I am indebted to Yahoo! Celebrity for explaining that two people had a joint interview together. I guess doing a joint interview separately would present a logistical challenge:
Someone with too much time on his hands noticed that Joaquin Phoenix’s face looks a little funny in the movie “Her.” According to Yahoo! Movies, there’s a face in the wrinkles of Mr. Phoenix’s forehead and — believe it or not — the face in the forehead also has a face and a mouth:
So, I pulled out my trusty abacus and figured out that there’s three faces and four mouths. But looking at the typos, I may have underestimated.
Oh, it’s so good to know that because I’m thrifty with my money (what else would I be thrifty with?), I don’t have to drive a bad car:
I have no idea what a “bad car” is, because I’ve never heard of a car being bad. Did the writer mean a lemon? Why would the writer assume that tightfisted consumers expect to buy only “bad cars”? Anyhoo, I’m glad to know that according to the yahoo.com folks, I don’t have to drive one even though I’m parsimonious with my money.
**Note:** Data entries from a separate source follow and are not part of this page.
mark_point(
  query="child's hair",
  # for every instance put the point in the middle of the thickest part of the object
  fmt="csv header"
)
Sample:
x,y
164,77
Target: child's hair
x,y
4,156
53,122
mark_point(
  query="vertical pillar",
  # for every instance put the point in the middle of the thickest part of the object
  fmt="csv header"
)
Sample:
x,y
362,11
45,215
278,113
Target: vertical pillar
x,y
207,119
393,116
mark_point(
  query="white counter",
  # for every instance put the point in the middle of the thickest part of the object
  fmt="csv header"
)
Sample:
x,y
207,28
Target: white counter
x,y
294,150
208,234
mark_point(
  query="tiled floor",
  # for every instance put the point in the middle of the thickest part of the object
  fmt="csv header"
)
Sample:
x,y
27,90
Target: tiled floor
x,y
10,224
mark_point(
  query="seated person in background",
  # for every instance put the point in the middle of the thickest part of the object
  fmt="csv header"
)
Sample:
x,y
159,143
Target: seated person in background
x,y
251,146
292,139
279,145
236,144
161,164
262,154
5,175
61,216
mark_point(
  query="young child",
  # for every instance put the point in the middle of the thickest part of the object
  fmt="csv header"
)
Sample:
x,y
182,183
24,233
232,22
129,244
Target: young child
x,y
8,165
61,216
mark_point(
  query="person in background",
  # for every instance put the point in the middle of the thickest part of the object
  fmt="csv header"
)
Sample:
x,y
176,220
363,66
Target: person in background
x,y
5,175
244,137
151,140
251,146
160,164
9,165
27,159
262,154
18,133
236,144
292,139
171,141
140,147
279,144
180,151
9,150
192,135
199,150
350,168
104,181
Does there seem to be an extra word in the sentence on Yahoo! News in which I was engrossed in?
Aren’t you glad that the actor/comedian/life coach didn’t have foolish words of wisdom?
If he had offered foolish words, I’m sure the Yahoo! Travel would have written: some very foolish words of foolishness.
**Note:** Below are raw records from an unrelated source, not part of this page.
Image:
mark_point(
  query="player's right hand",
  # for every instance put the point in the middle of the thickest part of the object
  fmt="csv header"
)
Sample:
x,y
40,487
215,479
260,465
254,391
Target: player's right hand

Really? Did the folks at Yahoo! Sports really need to tell us that Mr. Singleton is a self-admitted drug addict, and not just an admitted addict?
It’s probably the same thinking that’s behind telling us that a DIY (do-it-yourself) project on Yahoo! Shine is something you can do:
If you’re concerned about losing readers with short attention spans or devices with small screens, don’t use unnecessary words and don’t tell them what they already know. I know, I know. I’m a self-admitted know-it-all.
How many mistakes can you crowd into a single sentence? If you write for yahoo.com, quite a few:
I can’t understand why the writer abbreviated secretary and capitalized the abbreviation and the word state. According to the Associated Press style (which Yahoo! claims to follow), the title secretary of state should never be abbreviated and is capitalized only when it precedes a name. Maybe the writer was trying to conserve space so that there was room to repeat of the crisis.